I'm going to be moving into an older (50+) semi detached. 

Should there be any concern? I realize many people have these tanks... but their pushing 1400 lbs. am i just beeing rediculous? lol.

any special supports needed? lol


----------



## Tabatha (Dec 29, 2007)

No, you aren't being ridiculous! You need to be very careful with tanks that size. Check your house carefully, make sure the beams are strong enough (not rotting) or you'll find your tank in the basement. We have our 90 gallon sitting on a steel I-beam.


----------



## ameekplec. (May 1, 2008)

In an older house with only timber construction, I'd go with down stairs, or have something installed to support the floor from below.

120g water only is 1400lbs. Filled with substrate and rocks for deco, you're probably going to be pushing 1600lbs, so I'd go with Tabatha and have the structural soundness evaluated before going on with anything.

BTW, is it going to be a four foot 120g or a six foot 125? Personally, I'd go with six; everybody knows, longer is better


----------



## Westender (Mar 24, 2006)

Even in newer houses you want to make sure the tank is along a supporting wall. I have a 100 year old house and I ran a steel support beam under my 100. 

I had a 125 in a new house in Richmond Hill about 10 years ago. It just about took the floor out - in the end I moved it into the basement.


----------



## js97 (Jun 11, 2008)

Gees eh. a lot to consider. Yeah it would definitely be along a wall somewhere, but I guess I will have to get someone to look at it. was hoping to put it on the main floor, 
maybe I'll downsize to a 75 long... lol.

Was hoping for the 125 long...


----------



## I_dude (May 9, 2008)

Just to add a one more thing.
Be careful of stacking tanks.
Much better pressure distribution wise on the floor to have them side by side

I did some math once to see the effect and oh man you can do some serious damage to your floor if you stack tanks willy nilly


----------



## planter (Jun 9, 2008)

It never hurts to be safe. It also depends if the tank is a long or a tall... ETC. Also another factor is the stand. A steel stand will have all of the weight over the legs. If it's a wooden stand chances are that the weight is distributed a little more. A six foot 125 on a wooden stand does not put that much stress on a floor .


----------



## ameekplec. (May 1, 2008)

js97 said:


> Was hoping for the 125 long...


Me too!!

Make sure that the wall that you're having it against is a load bearing wall too.


----------



## Riceburner (Mar 14, 2008)

I didn't even bother with upstairs...when I did my basement I set up a spot for the big tank. Nice and level and with outlets. didn't plan on the 2nd tank, so it's in a spot that's not perfectly level....will have to build a stand to compensate...and run some power to it too.


----------



## js97 (Jun 11, 2008)

Well..now that we have conquered the physical aspect of having a 120g tank...

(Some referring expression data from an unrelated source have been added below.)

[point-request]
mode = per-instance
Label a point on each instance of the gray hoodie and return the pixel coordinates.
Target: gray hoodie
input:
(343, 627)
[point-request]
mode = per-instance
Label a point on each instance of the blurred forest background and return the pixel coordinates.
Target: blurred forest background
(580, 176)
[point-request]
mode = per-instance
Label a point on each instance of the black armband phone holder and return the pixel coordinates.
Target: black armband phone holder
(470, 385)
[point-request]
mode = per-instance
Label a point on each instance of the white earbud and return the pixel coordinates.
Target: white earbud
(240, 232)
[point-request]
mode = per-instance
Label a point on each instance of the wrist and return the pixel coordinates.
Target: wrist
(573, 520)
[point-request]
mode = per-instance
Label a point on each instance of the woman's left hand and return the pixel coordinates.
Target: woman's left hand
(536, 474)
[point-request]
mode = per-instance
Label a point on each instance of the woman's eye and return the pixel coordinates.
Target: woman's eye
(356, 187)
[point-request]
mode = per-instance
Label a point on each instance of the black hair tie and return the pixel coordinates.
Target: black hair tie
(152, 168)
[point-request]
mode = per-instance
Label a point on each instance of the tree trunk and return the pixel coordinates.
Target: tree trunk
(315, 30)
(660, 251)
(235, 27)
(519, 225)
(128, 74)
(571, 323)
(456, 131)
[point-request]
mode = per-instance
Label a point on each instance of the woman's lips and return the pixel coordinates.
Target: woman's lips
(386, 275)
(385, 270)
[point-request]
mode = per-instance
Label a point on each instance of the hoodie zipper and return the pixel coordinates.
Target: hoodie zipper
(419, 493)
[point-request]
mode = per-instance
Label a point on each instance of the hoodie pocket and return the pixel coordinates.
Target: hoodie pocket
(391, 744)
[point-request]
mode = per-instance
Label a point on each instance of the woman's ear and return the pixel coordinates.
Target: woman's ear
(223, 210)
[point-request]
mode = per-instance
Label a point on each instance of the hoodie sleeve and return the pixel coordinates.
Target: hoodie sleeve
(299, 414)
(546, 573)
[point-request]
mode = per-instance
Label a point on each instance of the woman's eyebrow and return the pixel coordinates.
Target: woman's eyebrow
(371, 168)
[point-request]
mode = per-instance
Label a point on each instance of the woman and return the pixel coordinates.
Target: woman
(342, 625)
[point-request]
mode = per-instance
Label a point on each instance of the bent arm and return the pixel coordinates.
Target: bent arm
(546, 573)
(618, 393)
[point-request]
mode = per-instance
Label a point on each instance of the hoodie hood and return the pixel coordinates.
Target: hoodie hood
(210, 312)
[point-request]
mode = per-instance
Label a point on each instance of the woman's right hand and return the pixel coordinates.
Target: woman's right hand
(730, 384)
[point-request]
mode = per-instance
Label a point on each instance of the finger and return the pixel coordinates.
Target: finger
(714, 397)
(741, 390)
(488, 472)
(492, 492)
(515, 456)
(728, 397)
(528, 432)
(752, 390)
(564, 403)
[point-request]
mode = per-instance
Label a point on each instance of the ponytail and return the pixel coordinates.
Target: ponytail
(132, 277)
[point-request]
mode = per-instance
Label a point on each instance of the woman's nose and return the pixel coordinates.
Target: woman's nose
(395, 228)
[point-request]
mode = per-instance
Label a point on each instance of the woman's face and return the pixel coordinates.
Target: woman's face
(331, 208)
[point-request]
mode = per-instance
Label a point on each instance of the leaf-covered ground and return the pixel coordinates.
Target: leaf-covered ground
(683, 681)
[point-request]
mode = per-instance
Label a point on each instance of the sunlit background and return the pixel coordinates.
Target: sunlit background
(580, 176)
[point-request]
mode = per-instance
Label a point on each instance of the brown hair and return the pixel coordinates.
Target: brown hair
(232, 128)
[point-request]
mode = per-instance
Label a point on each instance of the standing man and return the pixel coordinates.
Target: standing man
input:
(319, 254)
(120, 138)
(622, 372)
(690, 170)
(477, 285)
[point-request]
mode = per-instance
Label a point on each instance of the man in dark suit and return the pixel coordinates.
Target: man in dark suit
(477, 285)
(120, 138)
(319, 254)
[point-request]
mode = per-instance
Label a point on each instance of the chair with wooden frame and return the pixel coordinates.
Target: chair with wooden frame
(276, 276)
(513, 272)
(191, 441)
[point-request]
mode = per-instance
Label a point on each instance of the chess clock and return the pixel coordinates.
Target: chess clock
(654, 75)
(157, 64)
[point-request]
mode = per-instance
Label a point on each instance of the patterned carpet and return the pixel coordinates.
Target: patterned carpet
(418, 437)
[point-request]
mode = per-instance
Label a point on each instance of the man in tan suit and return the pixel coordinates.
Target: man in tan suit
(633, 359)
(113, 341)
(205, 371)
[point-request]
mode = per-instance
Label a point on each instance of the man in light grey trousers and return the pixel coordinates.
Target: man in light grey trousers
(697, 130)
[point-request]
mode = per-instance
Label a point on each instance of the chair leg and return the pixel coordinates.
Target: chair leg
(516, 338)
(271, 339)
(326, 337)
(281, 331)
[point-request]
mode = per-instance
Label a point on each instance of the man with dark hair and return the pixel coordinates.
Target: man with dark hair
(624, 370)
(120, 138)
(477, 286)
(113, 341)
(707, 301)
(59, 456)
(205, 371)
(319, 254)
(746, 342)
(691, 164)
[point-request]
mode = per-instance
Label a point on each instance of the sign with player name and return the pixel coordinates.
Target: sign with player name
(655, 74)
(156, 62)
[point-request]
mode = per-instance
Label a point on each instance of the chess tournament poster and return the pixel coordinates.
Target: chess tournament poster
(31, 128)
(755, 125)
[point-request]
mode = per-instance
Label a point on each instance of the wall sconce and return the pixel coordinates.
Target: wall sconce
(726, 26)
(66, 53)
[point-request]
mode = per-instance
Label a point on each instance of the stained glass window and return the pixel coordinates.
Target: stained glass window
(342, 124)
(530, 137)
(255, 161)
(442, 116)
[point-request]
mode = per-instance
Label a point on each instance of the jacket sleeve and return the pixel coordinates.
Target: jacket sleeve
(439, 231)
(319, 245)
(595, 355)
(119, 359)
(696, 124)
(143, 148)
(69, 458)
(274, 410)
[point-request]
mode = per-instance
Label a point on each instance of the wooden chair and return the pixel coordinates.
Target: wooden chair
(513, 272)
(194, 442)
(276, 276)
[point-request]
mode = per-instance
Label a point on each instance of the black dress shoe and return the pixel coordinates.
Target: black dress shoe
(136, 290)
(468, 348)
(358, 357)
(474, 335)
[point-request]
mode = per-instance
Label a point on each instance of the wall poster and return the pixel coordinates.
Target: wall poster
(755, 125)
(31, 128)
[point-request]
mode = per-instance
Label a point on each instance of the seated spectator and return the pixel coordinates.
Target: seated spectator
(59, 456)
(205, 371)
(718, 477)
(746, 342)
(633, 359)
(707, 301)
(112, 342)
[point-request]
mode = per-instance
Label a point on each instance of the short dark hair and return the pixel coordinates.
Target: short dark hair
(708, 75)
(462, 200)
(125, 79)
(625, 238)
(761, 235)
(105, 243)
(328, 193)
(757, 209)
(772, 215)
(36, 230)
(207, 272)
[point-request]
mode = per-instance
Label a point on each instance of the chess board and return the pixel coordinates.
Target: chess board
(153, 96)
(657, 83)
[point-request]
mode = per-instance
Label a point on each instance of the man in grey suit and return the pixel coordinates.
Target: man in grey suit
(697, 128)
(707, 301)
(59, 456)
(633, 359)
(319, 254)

what about convincing your significant other/parents of having ANOTHER tank.... lol... especially when it's 6 feet long? 

Who's in a situation where it's just one more tank and it's the garage for you?... nevermind a 120g.


----------



## Zebrapl3co (Mar 29, 2006)

LOL, I think for most of us who has a wife that aren't into fish have this problem.
I think the correct order was to get the permission first before you look for a tank.
Either that or build a fishroom with a lock in it and squeeze as much as you can fit into the fishroom. What she doesn't know can't kill her.
But do look a bit ahead of you. If you don't have kids yet and are planning on one. Don't invest so heavily on a large size tank yet. When the kid comes, he/she will take up 7/24 of your time; (and I am not kidding, do expect to wake up at 1 am, 3 am and 5 am to help feed your baby on the first 3 months). Only when they hit 4 or 6 years old are you ever freed up a bit to go after your hobby again.
I find that it's also much easier to get more tanks if you get your kids into it as well ... . But even that, you'll hit your next level of limits. I still think the fishroom with a lock is better.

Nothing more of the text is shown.